Ainsi, notre héros du jour a eu un résultat d’environ un milligramme d’alcool par litre d’air expiré, ce qui donne pour ma grand-mère et le journaliste de Libération environ 2 grammes d’alcool dans le sang. Même dans les Ardennes, c’est prou.
D’où garde à vue non comptabilisée dans les statistiques, avec placement en cellule de 2,30 m² avec deux autres personnes, ce qui fait 0,76m² par personne, une cabine téléphonique et demie. Je rappelle que le Code rural impose pour un chenil un minimum de 5m² par chien (Vous croyez que je plaisante ? Arrêté ministériel du 25 octobre 1982, Annexe I, chap. II, §5, a).

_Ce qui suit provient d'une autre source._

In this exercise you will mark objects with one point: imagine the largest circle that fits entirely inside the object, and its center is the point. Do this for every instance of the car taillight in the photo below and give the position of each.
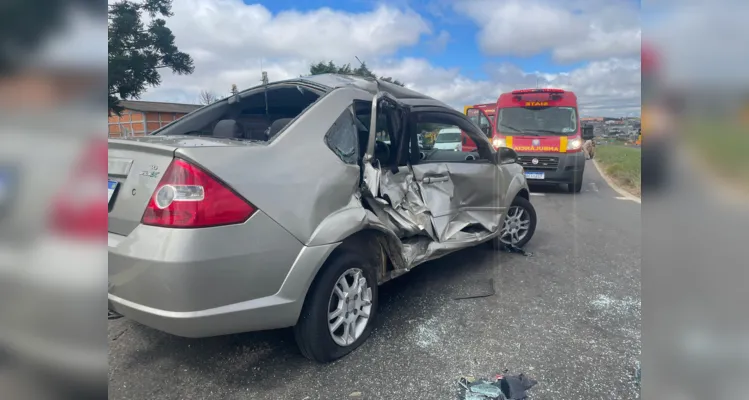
(78, 210)
(188, 197)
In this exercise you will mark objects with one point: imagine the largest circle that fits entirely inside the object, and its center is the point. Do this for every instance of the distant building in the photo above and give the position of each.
(140, 118)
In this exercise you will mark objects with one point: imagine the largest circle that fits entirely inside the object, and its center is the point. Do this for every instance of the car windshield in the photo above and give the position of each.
(448, 137)
(560, 121)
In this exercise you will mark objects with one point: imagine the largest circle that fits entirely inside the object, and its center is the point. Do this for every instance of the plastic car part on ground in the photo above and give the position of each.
(504, 387)
(509, 248)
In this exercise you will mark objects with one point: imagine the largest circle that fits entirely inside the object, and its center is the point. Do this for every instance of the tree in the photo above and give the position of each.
(137, 53)
(346, 69)
(207, 97)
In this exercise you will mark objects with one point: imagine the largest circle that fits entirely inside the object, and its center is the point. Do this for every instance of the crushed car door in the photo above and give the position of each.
(389, 188)
(459, 189)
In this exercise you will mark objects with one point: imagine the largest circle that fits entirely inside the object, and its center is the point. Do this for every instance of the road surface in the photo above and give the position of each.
(569, 316)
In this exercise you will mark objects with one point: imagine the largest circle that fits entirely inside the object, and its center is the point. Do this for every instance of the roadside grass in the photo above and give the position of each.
(723, 146)
(622, 164)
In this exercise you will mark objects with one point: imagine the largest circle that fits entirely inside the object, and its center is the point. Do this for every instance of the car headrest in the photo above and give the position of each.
(228, 128)
(277, 125)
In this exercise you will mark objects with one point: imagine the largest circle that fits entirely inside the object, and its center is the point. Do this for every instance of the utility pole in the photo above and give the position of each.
(264, 78)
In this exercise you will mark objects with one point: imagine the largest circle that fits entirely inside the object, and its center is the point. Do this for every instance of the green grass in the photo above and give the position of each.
(622, 164)
(723, 145)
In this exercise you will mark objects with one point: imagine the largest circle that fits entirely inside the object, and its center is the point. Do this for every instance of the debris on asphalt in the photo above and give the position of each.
(637, 375)
(490, 292)
(511, 248)
(503, 388)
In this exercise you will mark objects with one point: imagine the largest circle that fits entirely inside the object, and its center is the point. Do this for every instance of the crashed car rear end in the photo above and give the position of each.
(281, 207)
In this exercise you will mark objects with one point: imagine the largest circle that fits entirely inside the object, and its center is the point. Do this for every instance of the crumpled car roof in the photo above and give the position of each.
(371, 85)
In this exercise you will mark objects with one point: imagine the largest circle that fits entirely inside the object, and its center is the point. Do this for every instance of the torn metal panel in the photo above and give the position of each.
(406, 205)
(460, 196)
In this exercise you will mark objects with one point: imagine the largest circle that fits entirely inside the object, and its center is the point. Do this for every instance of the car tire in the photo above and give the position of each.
(526, 205)
(575, 186)
(312, 332)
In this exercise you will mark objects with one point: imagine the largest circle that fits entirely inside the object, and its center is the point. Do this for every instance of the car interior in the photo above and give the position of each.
(387, 140)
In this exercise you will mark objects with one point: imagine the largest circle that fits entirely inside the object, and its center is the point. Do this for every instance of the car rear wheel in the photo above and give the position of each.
(339, 310)
(575, 186)
(519, 224)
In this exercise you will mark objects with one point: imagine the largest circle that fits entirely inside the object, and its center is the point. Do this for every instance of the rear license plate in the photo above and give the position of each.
(534, 175)
(112, 187)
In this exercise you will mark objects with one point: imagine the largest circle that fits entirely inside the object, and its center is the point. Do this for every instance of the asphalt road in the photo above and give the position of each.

Au bout de deux heures, la fraternité républicaine ayant atteint ses limites, le gardé à vue, ne supportant pas l’idée de passer plus de temps dans ces conditions, agresse un des policiers. Ledit fonctionnaire n’ayant pas apprécié la chose (je ne l’en blâme pas) la met sur le compte de l’alcool plus que sur la géométrie et voici notre Bacchus du volant en cellule de dégrisement.
Une cellule de dégrisement, c’est une cellule spécialement aménagée, sans le moindre mobilier, aux murs capitonnés, où une personne en état d’ivresse (ou de manque?) un peu trop excitée est mise, parfois peu vêtue, le temps de reprendre ses esprits, sans pouvoir se blesser dans l’intervalle.
Il va y passer dix heures, ce qui est en effet à peu près le temps nécessaire pour qu’un taux d’alcoolémie d’un milligramme redescende en dessous du seuil légal, pour un homme de 70 kg ayant commencé à boire deux heures avant son interpellation (la gueule de bois est une peine complémentaire non prise en compte procéduralement).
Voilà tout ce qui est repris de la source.